Code42’s study goes into detail about the risks facing cybersecurity leaders and practitioners in the wake of the Great Resignation.
While The Great Resignation has caused many employees to leave their jobs abruptly due to focus on their own mental health, this shift in employee numbers has prompted concerns with the way business leaders view their cybersecurity. According to Code42’s Annual Data Exposure Report, 98% of business leaders, cybersecurity leaders and cybersecurity practitioners have cybersecurity concerns with the current levels of turnover within their workforce.
Insider security risks
Insider risk is defined as any user-driven data exposure event, either malicious, negligent or accidental in nature. The report details how companies’ data and intellectual property (IP) can be compromised by the number of outgoing employees spurred by the pandemic.
The trends shown in employee turnover have created a number of challenges in keeping valuable data safe, as businesses are concerned that the Great Resignation is a catalyst for departing employees to unknowingly or intentionally expose, leak or exfiltrate IP. Nearly three-quarters (71%) of the 700 business leaders surveyed said they do not have visibility as to what and how much sensitive data is taken to other companies, and the same percentage say they are concerned about personal data saved in the cloud, on personal devices and hard drives.
SEE: Google Chrome: Security and UI tips you need to know (TechRepublic Premium)
According to the report, there is a 37% chance that the company an employee leaves will lose their IP, with departing employees making up the second-largest cause of a successful data breach, only behind hackers (45%). With cybersecurity and business leaders concerned about this potential loss of IP, the report posits that having an internal risk management program is not enough when programs are challenged with protecting against insider risks.
In addition, over half of the respondents (55%) stated they were concerned about employees potentially becoming lax with their cybersecurity practices in new hybrid environments, and 96% of those polled said their companies need to start providing improved cybersecurity training for workers. Nearly one-third of those who responded said additional or improved training was simply not enough, and a complete overhaul of their companies’ cybersecurity practices was needed.
Factors for concern
As the fallout of the Great Resignation is still being felt by many enterprises, there are four main concerns raised by Code42’s report.
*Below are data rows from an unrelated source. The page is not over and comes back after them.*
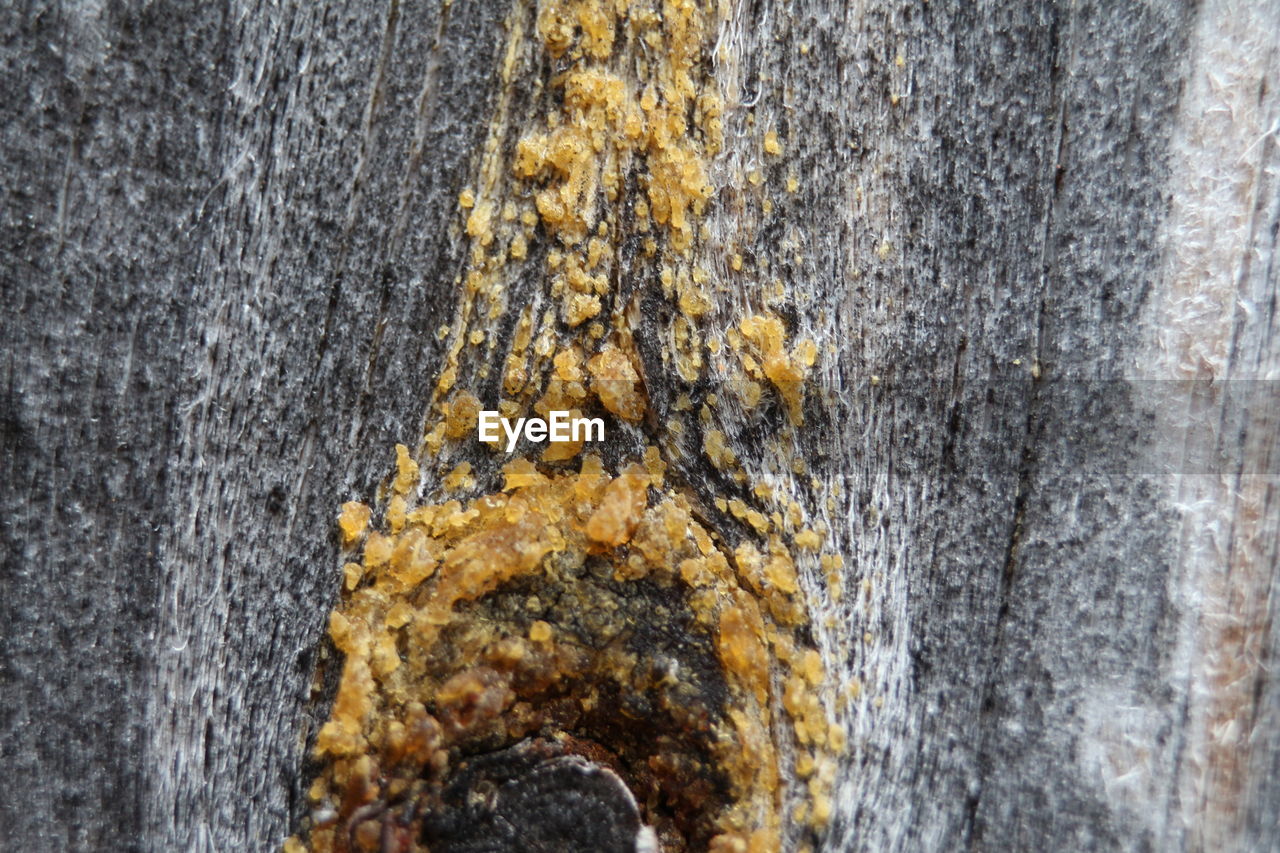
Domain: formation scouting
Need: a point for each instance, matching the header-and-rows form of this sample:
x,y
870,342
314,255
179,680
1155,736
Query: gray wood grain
x,y
229,235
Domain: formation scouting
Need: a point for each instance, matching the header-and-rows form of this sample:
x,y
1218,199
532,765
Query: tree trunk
x,y
1034,247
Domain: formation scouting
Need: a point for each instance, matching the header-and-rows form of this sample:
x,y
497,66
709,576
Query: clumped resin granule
x,y
575,606
584,614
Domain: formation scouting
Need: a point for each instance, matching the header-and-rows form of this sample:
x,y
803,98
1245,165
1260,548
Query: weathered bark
x,y
231,235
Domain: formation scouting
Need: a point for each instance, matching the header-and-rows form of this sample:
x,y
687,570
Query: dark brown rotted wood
x,y
229,235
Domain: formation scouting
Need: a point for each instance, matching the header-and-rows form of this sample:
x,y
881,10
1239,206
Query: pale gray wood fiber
x,y
229,236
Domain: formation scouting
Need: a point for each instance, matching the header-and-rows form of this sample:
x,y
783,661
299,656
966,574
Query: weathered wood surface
x,y
231,232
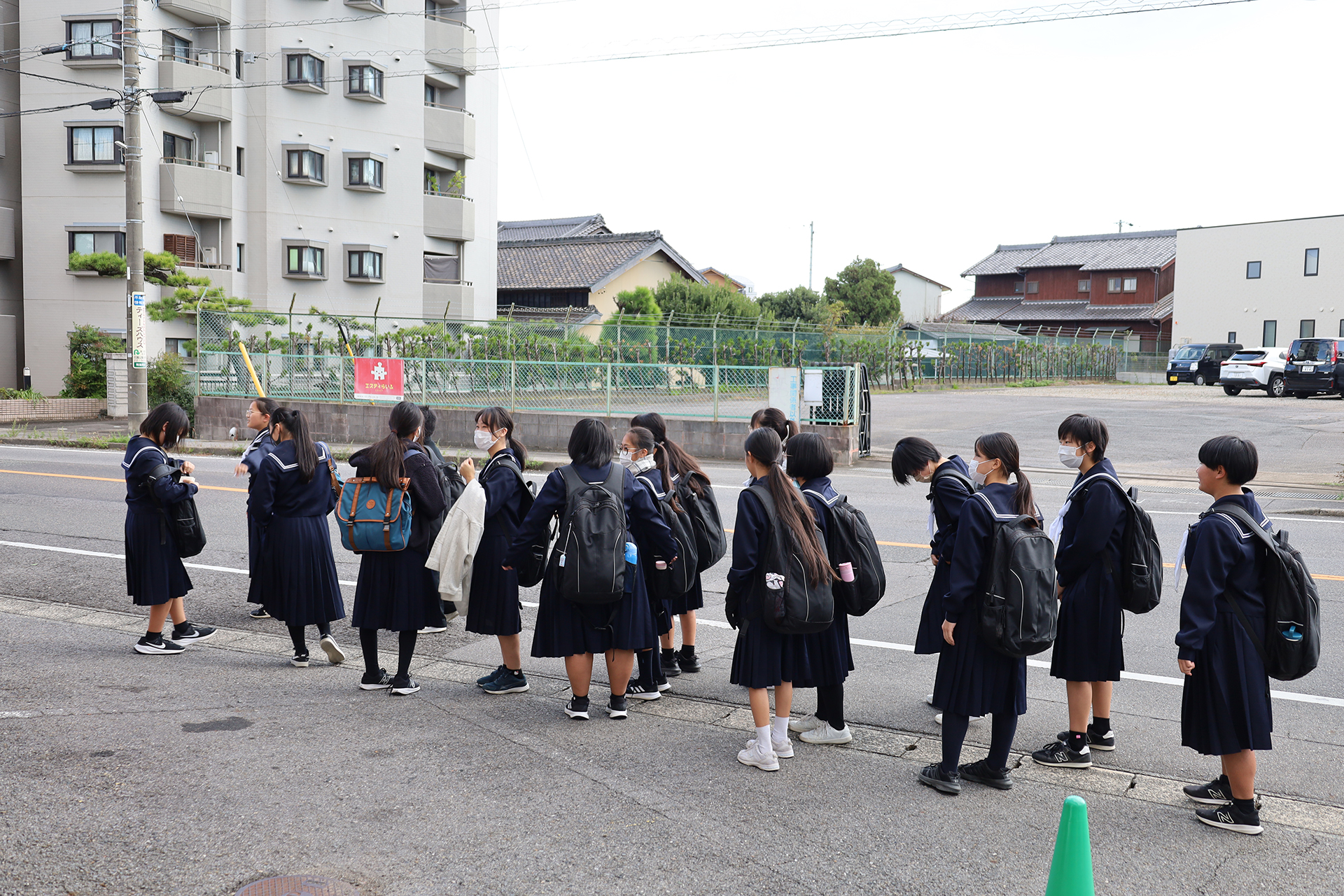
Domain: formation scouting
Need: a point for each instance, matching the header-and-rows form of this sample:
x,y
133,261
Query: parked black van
x,y
1199,363
1315,367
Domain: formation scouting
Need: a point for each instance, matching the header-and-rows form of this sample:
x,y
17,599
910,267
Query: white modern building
x,y
1261,284
334,158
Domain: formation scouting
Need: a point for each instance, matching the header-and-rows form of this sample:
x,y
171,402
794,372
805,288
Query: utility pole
x,y
137,393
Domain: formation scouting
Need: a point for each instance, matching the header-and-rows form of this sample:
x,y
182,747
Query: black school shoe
x,y
1231,818
939,780
983,774
1215,793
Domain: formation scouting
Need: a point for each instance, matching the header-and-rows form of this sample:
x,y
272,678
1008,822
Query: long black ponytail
x,y
765,447
305,451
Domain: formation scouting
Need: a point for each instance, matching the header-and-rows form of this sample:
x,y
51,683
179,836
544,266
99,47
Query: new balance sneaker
x,y
827,735
188,633
1231,818
486,680
375,680
577,708
1215,793
507,681
635,691
764,758
806,723
1060,755
335,654
403,685
1097,741
983,774
939,780
158,647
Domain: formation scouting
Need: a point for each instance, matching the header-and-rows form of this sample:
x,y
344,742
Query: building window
x,y
178,148
307,164
99,241
366,265
94,146
366,80
93,39
304,69
305,261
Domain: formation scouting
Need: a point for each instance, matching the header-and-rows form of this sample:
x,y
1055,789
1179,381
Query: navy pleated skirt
x,y
974,680
299,584
492,605
155,573
394,592
929,637
1226,706
1089,645
828,657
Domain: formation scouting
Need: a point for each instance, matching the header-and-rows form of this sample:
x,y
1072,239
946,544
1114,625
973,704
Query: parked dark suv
x,y
1199,363
1315,367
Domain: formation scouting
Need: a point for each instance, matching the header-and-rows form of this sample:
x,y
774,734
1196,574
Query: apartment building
x,y
335,155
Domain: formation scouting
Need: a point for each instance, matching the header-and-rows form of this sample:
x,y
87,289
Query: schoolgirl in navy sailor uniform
x,y
974,680
155,574
394,590
577,631
1226,706
289,501
258,418
828,656
1089,650
493,605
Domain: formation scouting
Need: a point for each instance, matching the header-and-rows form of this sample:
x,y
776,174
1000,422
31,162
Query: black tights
x,y
831,706
1000,739
405,650
296,634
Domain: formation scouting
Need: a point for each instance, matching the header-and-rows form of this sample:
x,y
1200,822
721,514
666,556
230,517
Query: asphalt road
x,y
869,811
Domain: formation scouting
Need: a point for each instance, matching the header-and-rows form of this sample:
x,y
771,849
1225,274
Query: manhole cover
x,y
298,886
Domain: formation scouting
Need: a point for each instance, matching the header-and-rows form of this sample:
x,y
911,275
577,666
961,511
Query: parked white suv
x,y
1259,368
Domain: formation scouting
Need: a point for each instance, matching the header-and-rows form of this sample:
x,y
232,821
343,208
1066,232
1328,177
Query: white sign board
x,y
784,390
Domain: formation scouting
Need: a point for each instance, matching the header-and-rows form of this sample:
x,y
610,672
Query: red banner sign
x,y
379,378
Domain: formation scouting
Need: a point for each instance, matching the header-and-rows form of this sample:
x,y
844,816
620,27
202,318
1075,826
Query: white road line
x,y
715,624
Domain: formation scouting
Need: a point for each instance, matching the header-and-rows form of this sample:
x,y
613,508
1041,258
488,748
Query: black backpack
x,y
711,543
588,564
1021,601
850,540
181,519
679,577
1142,556
790,605
1291,647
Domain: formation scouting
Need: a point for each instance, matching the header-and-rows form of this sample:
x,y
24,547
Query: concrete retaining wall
x,y
366,424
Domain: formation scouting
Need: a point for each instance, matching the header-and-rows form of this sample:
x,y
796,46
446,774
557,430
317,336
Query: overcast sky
x,y
924,149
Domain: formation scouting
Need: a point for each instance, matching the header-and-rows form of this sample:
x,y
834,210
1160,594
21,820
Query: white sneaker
x,y
764,760
827,735
783,748
806,723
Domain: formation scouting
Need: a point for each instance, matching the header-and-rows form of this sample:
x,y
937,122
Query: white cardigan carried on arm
x,y
454,548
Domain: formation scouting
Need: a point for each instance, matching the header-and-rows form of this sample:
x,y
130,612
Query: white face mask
x,y
1069,457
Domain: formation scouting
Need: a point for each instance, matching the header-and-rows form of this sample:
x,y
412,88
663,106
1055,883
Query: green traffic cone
x,y
1070,869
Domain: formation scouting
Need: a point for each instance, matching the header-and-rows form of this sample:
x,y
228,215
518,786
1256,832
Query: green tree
x,y
867,292
797,304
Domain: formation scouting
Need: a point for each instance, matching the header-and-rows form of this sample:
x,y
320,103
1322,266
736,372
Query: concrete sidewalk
x,y
198,774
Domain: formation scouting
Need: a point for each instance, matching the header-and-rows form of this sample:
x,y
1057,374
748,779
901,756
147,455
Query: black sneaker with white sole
x,y
1215,793
159,647
1231,818
1060,755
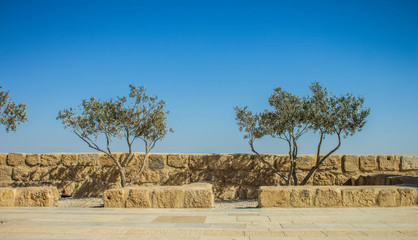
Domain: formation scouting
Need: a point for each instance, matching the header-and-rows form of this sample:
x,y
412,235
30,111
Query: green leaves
x,y
11,114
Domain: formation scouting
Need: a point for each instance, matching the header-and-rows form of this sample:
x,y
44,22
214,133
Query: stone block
x,y
273,197
301,197
7,197
168,197
350,163
388,163
69,159
50,159
36,197
88,159
114,198
358,197
5,173
386,197
138,197
327,197
305,162
409,163
16,159
177,160
368,163
156,161
407,196
198,195
33,160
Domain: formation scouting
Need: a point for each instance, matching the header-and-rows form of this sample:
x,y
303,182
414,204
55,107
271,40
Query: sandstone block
x,y
301,197
358,197
409,163
138,197
368,163
33,160
69,159
327,197
16,159
305,162
198,195
408,196
388,163
177,160
350,163
387,197
156,161
7,197
273,197
114,198
168,197
5,173
36,197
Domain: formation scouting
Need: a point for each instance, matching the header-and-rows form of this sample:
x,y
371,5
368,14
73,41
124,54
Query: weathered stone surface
x,y
69,159
358,197
301,197
387,197
408,196
138,197
388,163
409,163
168,197
36,197
156,161
177,160
327,197
114,198
198,195
273,197
7,197
350,163
16,159
33,159
50,159
368,163
5,173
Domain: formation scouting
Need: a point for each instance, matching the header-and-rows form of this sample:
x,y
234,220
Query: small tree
x,y
11,114
293,116
142,118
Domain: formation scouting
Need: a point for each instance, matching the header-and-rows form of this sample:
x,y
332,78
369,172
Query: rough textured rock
x,y
409,163
16,159
177,160
33,160
368,163
36,197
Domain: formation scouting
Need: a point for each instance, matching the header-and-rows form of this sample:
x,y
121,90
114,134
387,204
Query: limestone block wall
x,y
234,176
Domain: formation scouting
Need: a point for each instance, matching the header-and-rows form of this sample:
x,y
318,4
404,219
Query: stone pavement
x,y
205,224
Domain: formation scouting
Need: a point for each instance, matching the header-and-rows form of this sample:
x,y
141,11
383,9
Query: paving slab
x,y
201,224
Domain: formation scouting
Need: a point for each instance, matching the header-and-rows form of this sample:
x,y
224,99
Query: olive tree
x,y
292,116
11,114
137,116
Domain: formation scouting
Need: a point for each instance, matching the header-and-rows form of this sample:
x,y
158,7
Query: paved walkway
x,y
202,224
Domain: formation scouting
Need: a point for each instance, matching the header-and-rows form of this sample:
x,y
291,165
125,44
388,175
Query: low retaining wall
x,y
337,196
29,197
196,195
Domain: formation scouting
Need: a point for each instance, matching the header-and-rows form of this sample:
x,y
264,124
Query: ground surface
x,y
202,224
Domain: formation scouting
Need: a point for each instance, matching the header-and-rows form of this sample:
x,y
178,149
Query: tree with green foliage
x,y
11,114
292,116
138,117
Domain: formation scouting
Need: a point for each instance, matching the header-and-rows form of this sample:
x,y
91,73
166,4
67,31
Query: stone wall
x,y
234,176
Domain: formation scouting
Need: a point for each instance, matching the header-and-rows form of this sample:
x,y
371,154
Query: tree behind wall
x,y
11,114
128,118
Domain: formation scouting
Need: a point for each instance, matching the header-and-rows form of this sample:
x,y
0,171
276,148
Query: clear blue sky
x,y
205,57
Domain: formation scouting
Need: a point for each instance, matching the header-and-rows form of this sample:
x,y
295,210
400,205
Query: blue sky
x,y
205,57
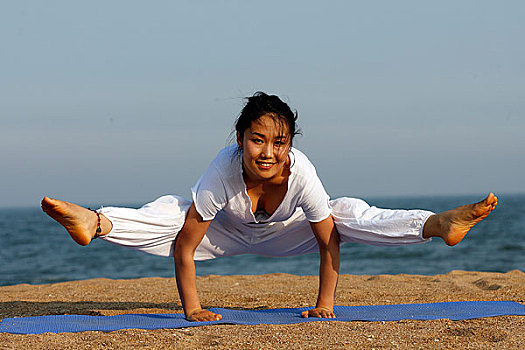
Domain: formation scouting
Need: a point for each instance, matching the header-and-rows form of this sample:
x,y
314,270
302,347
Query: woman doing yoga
x,y
260,196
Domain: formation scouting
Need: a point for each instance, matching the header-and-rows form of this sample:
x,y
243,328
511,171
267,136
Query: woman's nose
x,y
267,151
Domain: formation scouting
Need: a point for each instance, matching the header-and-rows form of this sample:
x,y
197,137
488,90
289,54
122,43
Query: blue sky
x,y
108,102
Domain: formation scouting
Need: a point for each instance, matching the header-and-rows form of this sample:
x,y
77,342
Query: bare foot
x,y
81,223
453,225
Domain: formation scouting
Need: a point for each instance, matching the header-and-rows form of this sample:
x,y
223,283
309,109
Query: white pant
x,y
154,227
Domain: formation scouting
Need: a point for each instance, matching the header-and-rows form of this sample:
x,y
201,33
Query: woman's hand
x,y
320,312
203,316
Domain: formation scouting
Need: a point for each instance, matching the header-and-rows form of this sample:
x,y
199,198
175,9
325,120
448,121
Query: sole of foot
x,y
457,222
81,223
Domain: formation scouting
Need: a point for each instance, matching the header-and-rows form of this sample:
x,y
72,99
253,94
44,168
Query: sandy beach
x,y
158,295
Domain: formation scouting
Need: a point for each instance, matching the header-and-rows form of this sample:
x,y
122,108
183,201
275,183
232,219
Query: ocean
x,y
34,249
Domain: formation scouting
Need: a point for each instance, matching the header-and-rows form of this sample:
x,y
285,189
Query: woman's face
x,y
265,148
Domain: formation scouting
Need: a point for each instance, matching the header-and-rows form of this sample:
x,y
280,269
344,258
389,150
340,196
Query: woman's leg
x,y
453,225
357,222
151,229
81,223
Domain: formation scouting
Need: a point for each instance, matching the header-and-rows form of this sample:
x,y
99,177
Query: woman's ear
x,y
239,139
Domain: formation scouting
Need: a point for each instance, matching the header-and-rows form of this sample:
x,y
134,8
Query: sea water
x,y
34,249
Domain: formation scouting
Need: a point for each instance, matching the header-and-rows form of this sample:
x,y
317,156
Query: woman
x,y
260,196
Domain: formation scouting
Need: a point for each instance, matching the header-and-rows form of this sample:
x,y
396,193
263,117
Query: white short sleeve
x,y
315,200
209,194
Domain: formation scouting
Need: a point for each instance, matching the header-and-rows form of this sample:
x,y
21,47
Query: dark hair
x,y
262,104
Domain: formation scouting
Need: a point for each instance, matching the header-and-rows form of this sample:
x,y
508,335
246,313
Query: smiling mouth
x,y
264,165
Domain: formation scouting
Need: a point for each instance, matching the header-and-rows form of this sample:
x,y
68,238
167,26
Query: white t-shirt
x,y
221,191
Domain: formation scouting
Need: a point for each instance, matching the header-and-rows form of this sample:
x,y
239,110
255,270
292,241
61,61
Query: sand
x,y
158,295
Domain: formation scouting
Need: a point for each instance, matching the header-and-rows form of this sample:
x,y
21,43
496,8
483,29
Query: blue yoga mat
x,y
78,323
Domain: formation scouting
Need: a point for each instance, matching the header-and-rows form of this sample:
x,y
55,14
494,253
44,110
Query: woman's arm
x,y
328,240
186,243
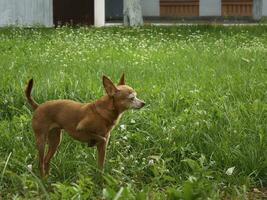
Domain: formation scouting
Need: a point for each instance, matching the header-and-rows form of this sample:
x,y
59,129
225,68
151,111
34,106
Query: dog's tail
x,y
28,95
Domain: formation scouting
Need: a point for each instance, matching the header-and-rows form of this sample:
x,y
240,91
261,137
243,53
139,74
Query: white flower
x,y
230,171
19,138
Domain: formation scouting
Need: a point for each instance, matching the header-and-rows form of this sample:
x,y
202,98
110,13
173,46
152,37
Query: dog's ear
x,y
109,86
122,80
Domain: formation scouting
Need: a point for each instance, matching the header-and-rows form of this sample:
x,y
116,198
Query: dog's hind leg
x,y
54,138
40,144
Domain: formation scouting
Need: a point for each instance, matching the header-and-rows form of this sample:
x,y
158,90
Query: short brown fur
x,y
86,122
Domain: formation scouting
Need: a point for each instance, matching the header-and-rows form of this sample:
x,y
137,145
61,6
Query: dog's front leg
x,y
101,150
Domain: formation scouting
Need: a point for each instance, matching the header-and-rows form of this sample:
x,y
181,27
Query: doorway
x,y
73,12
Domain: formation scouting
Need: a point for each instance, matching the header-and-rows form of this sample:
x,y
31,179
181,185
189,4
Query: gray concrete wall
x,y
210,7
26,12
264,8
150,7
114,8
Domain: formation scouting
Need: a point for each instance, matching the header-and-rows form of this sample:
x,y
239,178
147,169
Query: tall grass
x,y
202,134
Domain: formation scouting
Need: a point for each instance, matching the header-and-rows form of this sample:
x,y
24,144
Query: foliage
x,y
202,134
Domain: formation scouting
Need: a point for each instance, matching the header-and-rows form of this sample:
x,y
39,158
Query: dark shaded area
x,y
71,12
114,9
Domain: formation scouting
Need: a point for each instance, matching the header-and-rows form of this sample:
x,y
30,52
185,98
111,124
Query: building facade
x,y
96,12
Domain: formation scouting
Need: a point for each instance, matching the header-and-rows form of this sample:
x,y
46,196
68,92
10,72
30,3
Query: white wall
x,y
99,13
209,7
26,12
264,7
150,7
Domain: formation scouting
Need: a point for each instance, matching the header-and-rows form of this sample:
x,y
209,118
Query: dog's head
x,y
123,95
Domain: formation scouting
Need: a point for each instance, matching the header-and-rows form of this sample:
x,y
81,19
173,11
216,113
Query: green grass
x,y
206,93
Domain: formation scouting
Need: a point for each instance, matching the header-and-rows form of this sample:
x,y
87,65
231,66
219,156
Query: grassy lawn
x,y
202,133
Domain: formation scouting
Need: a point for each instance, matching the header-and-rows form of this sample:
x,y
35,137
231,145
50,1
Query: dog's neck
x,y
106,108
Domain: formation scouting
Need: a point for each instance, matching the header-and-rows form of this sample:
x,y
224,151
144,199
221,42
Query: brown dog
x,y
86,122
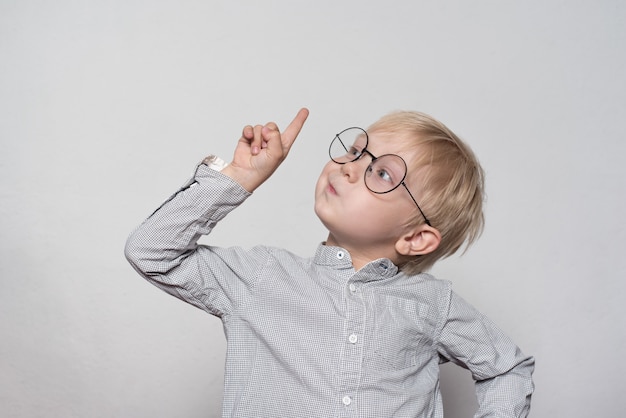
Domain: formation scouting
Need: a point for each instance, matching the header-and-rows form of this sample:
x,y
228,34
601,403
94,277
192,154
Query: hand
x,y
261,149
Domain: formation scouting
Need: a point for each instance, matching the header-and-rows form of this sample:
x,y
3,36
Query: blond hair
x,y
451,178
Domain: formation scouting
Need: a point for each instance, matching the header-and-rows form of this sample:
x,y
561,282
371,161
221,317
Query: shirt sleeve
x,y
164,249
503,374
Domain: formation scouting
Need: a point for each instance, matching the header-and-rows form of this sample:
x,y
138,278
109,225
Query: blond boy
x,y
358,329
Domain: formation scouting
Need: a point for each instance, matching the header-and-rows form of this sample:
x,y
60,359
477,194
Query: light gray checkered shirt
x,y
312,337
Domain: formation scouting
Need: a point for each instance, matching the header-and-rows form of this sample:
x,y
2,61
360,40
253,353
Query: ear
x,y
421,240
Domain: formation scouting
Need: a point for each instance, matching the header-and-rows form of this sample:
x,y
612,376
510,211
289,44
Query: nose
x,y
354,170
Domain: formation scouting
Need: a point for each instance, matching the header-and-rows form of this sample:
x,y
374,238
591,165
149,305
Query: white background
x,y
106,106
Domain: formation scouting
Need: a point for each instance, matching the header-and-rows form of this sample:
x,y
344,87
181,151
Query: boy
x,y
357,330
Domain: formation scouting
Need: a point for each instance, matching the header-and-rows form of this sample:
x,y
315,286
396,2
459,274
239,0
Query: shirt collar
x,y
339,258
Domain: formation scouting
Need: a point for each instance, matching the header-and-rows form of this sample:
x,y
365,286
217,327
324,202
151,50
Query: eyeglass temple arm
x,y
418,206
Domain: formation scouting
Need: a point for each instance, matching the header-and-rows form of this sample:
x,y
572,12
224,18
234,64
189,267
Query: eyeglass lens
x,y
384,173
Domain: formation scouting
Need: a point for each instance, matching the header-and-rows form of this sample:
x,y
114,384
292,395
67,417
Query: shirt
x,y
312,337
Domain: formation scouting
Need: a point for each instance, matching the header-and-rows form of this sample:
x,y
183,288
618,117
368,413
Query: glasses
x,y
384,174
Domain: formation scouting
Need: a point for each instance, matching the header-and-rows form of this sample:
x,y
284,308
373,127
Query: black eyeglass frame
x,y
374,158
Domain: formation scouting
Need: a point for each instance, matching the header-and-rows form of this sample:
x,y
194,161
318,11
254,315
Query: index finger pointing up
x,y
291,132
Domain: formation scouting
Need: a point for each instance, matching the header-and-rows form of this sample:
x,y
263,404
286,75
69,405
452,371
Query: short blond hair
x,y
451,178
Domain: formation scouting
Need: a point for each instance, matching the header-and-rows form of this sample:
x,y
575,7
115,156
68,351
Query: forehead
x,y
392,143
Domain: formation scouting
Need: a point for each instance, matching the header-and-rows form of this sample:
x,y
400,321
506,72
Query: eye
x,y
380,173
354,152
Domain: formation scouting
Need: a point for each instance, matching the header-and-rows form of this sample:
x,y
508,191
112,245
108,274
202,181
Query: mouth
x,y
331,189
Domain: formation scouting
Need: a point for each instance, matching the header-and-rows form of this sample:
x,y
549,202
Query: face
x,y
355,216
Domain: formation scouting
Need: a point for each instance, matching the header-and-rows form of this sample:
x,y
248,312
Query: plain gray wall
x,y
106,106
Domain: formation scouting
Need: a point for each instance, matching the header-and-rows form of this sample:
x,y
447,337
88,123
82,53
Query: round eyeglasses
x,y
383,175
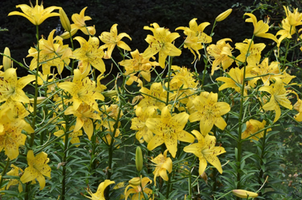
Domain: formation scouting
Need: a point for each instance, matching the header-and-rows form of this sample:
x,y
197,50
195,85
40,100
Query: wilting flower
x,y
260,27
208,111
249,51
244,194
221,52
138,188
253,126
36,15
206,151
195,36
278,97
161,43
112,39
163,164
99,195
169,130
52,53
37,168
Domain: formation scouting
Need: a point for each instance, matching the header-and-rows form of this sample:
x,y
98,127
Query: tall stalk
x,y
240,120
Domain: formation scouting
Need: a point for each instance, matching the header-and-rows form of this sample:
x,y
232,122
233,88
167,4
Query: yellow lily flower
x,y
208,111
278,97
112,39
161,43
223,15
15,171
294,18
89,54
79,23
36,15
195,36
99,195
52,53
206,151
252,50
286,32
260,27
138,123
168,129
163,164
220,52
73,135
10,135
138,64
37,168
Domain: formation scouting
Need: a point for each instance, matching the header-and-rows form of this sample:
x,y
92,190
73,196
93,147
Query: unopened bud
x,y
64,20
67,34
139,159
136,181
39,100
7,62
244,194
223,15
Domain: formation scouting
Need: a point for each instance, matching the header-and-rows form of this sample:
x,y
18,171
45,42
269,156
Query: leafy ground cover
x,y
156,130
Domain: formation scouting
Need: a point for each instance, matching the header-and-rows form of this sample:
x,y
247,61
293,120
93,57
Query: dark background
x,y
131,16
As 4.5 million employees left their jobs in November 2021 alone, this has created the first big challenge for industry leaders in protecting their data. Many employees leaving their roles have accidentally or intentionally taken data with them to competitors within the same industry, or even sometimes leveraged their former employers’ data for ransom. Business leaders are concerned with the types of data that are leaving, according to 49% of respondents, and 52% said they are concerned with what information is being saved on local machines and personal hard drives. Additionally, business leaders are more concerned with the content of the data that is exposed rather than how the data is exposed.
Another major concern comes in the form of a disconnect when it comes to the problem of employees leaving in droves, creating uncertainty about ownership of data. Cybersecurity practitioners want more say in setting their company’s security policies and priorities to the company since they are dealing with the risks their employers face. Leaders in the cybersecurity sector are stuck between deciding whether to spend more time working with their teams for on-the-ground insights or addressing compliance issues. Of those surveyed, 58% practitioners expressed they do not feel as if their leaders communicate their company’s vision to the rest of the team, and 57% of practitioners said they are not consulted about decisions that are made based on their companies’ strategies.
SEE: Password breach: Why pop culture and passwords don’t mix (free PDF) (TechRepublic)
The next issue centers around companies needing better understanding of data movement, and how enterprises need better contextual visibility on what information is being taken when employees leave a role and how impactful the taken information is to the business itself. Only 21% of respondents said their current cybersecurity budgets go to insider risk management (IRM), but on a positive note, 65% said they believe their budget for IRM will increase in the coming year. As the need for an IRM program becomes clear, 61% of companies are currently utilizing an IRM program, and 36% said their company was likely to implement one in the future.
The final major concern stems from the fact that some employees are unaware of the risk posed to the company, as employee security awareness poses a large challenge even with enterprises investing time training its employees on how to remain as safe as possible. Over half of those polled (55%) said they were concerned about employees becoming lax in their cybersecurity practices and protocols, and 70% of those in the public sector said they were concerned about this issue. To help combat this, companies can mitigate risk by changing users’ behavior through additional training and creating a workforce more aware of the risks posed by hybrid work. Additionally, the frequency and quality of training are two important variables that employers are needing to consider when discussing risk mitigation with their employees.